Persimpangan Dilema
SEQUEL DARI 'MENANTI CINTA SANG ABDI NEGARA'
POV INDIRA
Mentari pagi bersinar cerah, aku selalu menikmati cahaya mentari pagi dari balkon kamarku. Sambil menutup mata, aku menghirup udara sebanyak-banyaknya dan memghembuskannya perlahan.
"Satu di antara nikmat dunia dari Allah adalah masih dapat bernapas dan menghirup udara pagi. Pagi hari adalah awal baru, sebuah kesempatan baru untuk kita menuliskan cerita luar biasa ke dalam kehidupan. Pagi hari selalu mengajarkan kita bahwa ada harapan di setiap langkah kehidupan. Selamat pagi, Semesta," batinku.
Tok tok tok
"Dek! Sarapan dulu yuk," teriak Bunda Gisya.
"Iya Bun, sebentar lagi Adek turun," jawabku pada Bunda.
Haii.. Namaku Indira Myesha Kirania Syafa, aku adalah anak bungsu dari tiga bersaudara. Kedua Kakakku, kini tidak tinggal bersama kami. Kakak pertamaku tinggal bersama Oma, Kakek dan Nenek di Palembang. Sedangkan Kakak keduaku, dia baru saja diterima disalah satu Institut Pendidikan Dalam Negeri (IPDN). Sebab keinginannya untuk menjadi seorang abdi negara seperti Ayah ditolak mentah-mentah oleh Bunda.
Oh ya, Ayahku seorang Mayor Jenderal bernama Fahri Putra Pratama. Sedangkan Bundaku bernama Gisya Kayla Nursalsabila, Bunda hanya seorang pengusaha kecil. Bunda memiliki toko kue yang diturunkan dari Oma Syifa. Saat ini aku baru saja masuk jenjang Sekolah Menengah Atas. Dengan perlahan, kuturuni tangga dan kulihat Ayah dan Bunda sudah duduk manis dimeja makan.
Beginilah kebiasaan keluarga kami, tak pernah melewatkan sarapan bersama.
"Hari ini Adek diantar Om Mirda, ya! Soalnya Kak Monik mau kawal Bunda," ucap Ayah.
"Iya Ayah," jawabku singkat. Ayah memang sangat melindungi kami sebagai anak-anaknya.
"Katanya Kak Rara bakalan pulang, dia akan tinggal bareng-bareng sama kita sayang," ucap Bunda membuatku tersenyum bahagia.
"Serius Bunda? Adek udah gak sabar!" aku memang sangat merindukan Kak Rara, Kakak yang paling kami sayangi.

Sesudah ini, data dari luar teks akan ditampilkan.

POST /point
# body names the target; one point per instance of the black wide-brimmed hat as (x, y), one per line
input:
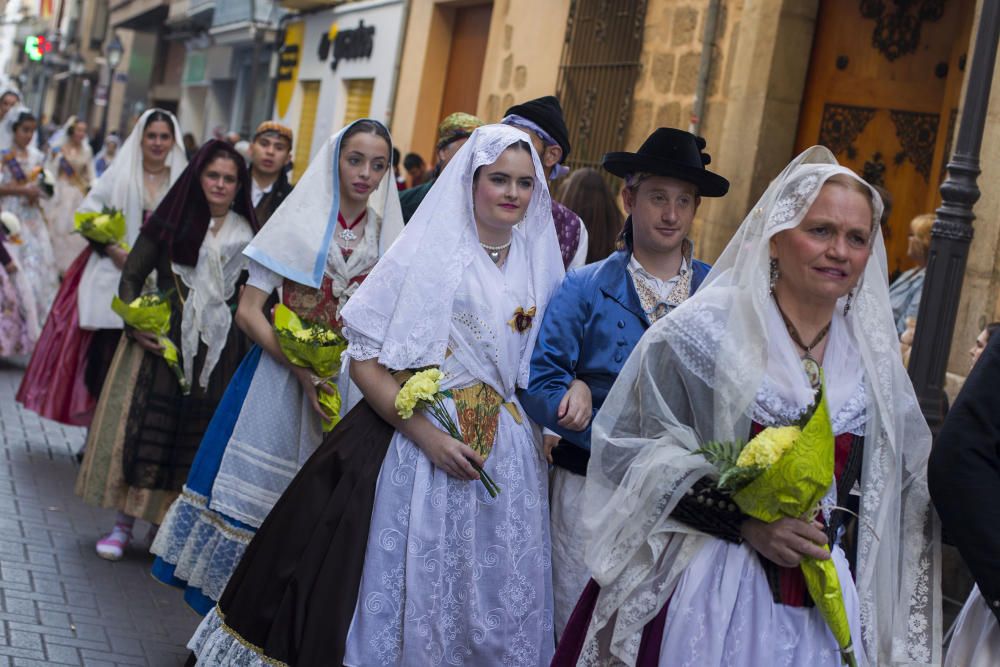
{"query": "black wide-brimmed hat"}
(546, 113)
(670, 152)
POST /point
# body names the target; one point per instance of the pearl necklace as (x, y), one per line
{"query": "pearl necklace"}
(494, 251)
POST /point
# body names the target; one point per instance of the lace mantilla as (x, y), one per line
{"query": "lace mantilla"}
(771, 409)
(215, 643)
(211, 283)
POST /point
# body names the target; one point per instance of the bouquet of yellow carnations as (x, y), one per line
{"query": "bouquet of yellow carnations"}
(151, 313)
(12, 224)
(106, 226)
(786, 472)
(315, 346)
(423, 392)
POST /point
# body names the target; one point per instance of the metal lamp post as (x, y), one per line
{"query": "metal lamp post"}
(113, 55)
(77, 67)
(952, 231)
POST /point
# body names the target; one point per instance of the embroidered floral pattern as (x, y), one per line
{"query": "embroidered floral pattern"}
(521, 321)
(478, 409)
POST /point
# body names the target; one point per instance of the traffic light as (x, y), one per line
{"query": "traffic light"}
(36, 46)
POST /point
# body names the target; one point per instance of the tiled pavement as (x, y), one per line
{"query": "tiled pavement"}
(59, 603)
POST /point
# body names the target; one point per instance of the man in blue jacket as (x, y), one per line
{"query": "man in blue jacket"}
(597, 316)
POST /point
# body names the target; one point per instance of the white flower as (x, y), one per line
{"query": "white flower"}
(11, 222)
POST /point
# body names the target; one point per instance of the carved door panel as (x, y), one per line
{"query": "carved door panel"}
(470, 31)
(882, 93)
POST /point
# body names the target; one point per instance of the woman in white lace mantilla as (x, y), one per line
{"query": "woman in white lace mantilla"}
(684, 578)
(318, 247)
(441, 573)
(146, 429)
(20, 194)
(71, 163)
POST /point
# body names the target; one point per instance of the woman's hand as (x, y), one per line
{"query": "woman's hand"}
(31, 192)
(576, 406)
(452, 456)
(549, 443)
(786, 541)
(117, 254)
(148, 342)
(310, 389)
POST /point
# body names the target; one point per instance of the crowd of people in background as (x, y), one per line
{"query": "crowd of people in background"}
(547, 498)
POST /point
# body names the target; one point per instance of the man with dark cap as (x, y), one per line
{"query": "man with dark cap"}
(597, 316)
(453, 132)
(542, 120)
(269, 155)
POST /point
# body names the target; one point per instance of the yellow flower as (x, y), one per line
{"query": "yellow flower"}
(768, 446)
(405, 402)
(421, 386)
(425, 384)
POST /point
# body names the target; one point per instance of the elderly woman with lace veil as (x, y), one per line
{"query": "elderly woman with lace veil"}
(319, 246)
(67, 370)
(70, 161)
(20, 167)
(146, 429)
(680, 575)
(425, 566)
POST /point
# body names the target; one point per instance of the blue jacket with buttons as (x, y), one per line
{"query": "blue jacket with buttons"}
(591, 325)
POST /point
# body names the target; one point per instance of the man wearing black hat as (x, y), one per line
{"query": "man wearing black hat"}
(597, 316)
(543, 122)
(453, 132)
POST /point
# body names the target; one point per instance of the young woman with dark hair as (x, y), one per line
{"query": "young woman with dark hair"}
(318, 246)
(67, 370)
(21, 195)
(145, 431)
(585, 193)
(387, 549)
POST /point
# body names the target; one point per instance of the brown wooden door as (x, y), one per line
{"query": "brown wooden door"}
(882, 94)
(470, 30)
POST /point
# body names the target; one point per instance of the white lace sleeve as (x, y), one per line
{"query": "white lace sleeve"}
(359, 346)
(263, 278)
(580, 258)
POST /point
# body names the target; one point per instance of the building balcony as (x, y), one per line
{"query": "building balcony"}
(306, 5)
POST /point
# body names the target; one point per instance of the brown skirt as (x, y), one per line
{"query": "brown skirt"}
(101, 480)
(294, 592)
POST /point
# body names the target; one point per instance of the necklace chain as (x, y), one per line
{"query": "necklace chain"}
(794, 333)
(494, 251)
(809, 364)
(348, 234)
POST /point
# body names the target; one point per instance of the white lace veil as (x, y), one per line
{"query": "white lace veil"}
(121, 187)
(405, 304)
(7, 120)
(693, 378)
(295, 241)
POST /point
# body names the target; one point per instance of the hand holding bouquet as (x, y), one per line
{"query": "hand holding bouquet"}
(315, 346)
(423, 392)
(12, 226)
(44, 179)
(786, 472)
(151, 313)
(106, 227)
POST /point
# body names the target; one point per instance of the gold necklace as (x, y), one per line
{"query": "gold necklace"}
(809, 363)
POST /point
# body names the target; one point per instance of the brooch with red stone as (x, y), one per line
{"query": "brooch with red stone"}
(521, 321)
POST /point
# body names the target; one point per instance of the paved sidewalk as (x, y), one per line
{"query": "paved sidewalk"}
(59, 603)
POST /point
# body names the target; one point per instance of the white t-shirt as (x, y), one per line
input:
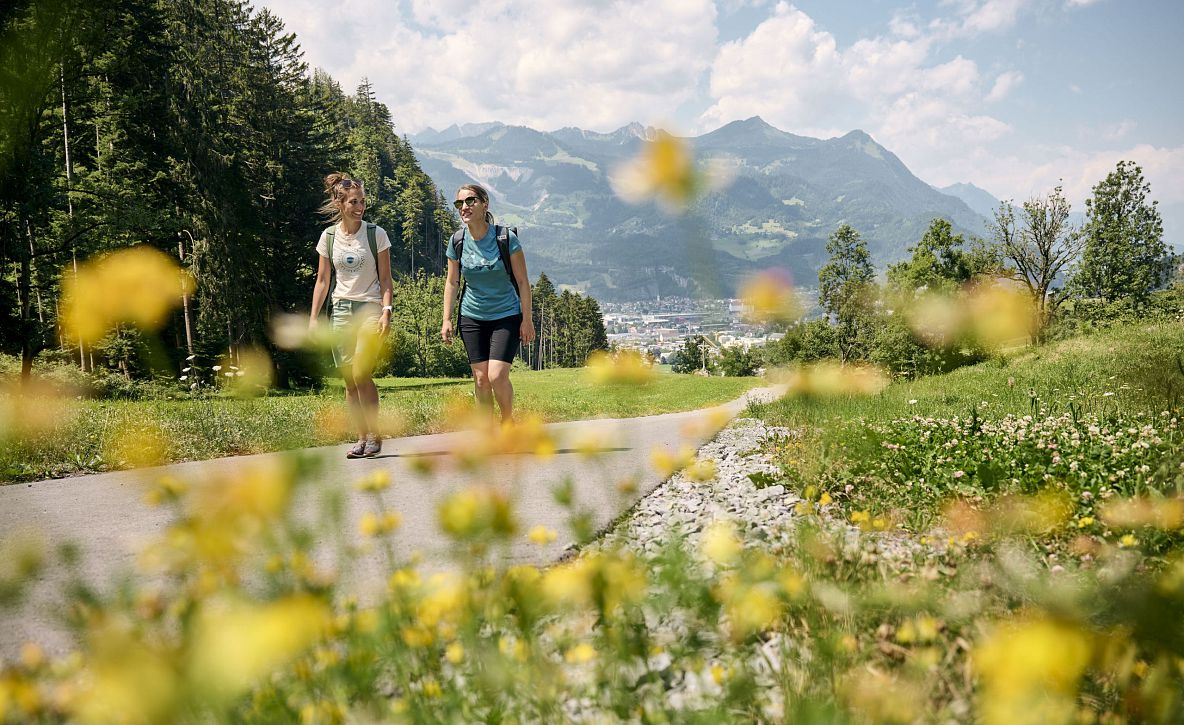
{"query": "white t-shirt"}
(356, 273)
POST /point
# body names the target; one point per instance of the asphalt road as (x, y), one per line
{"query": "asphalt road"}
(105, 517)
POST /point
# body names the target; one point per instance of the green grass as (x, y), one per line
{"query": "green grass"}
(1063, 417)
(105, 435)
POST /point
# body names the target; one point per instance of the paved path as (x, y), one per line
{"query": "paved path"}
(105, 517)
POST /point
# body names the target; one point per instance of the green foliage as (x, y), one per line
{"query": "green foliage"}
(847, 292)
(1125, 255)
(1038, 244)
(738, 363)
(568, 327)
(938, 262)
(695, 355)
(193, 127)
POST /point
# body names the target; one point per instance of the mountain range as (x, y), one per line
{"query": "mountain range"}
(786, 196)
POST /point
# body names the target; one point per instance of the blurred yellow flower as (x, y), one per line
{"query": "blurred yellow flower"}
(770, 297)
(248, 376)
(664, 171)
(721, 544)
(139, 446)
(831, 379)
(124, 680)
(580, 654)
(1166, 514)
(624, 367)
(375, 525)
(668, 463)
(1030, 669)
(1040, 513)
(880, 697)
(567, 584)
(477, 512)
(33, 409)
(140, 286)
(237, 643)
(751, 608)
(991, 313)
(167, 488)
(377, 481)
(541, 534)
(701, 470)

"Iya sayang, Om Mirda nanti yang jemput setelah nganterin kamu," ucap Bunda dan aku mengangguk.
Setelah sarapan pagi selesai, aku berpamitan untuk pergi ke sekolah. Sepanjang perjalanan aku hanya diam, membaca novel kesukaanku.
"Nona Dira, kita sudah sampai," ucapan Om Mirda membuatku tersadar.
"Kok cepet banget ya, Om!" ucapku sambil tersenyum kaku.
"Baca novelnya serius banget sih! Hati-hati nona Dira, dan selamat belajar," ucap Om Mirda.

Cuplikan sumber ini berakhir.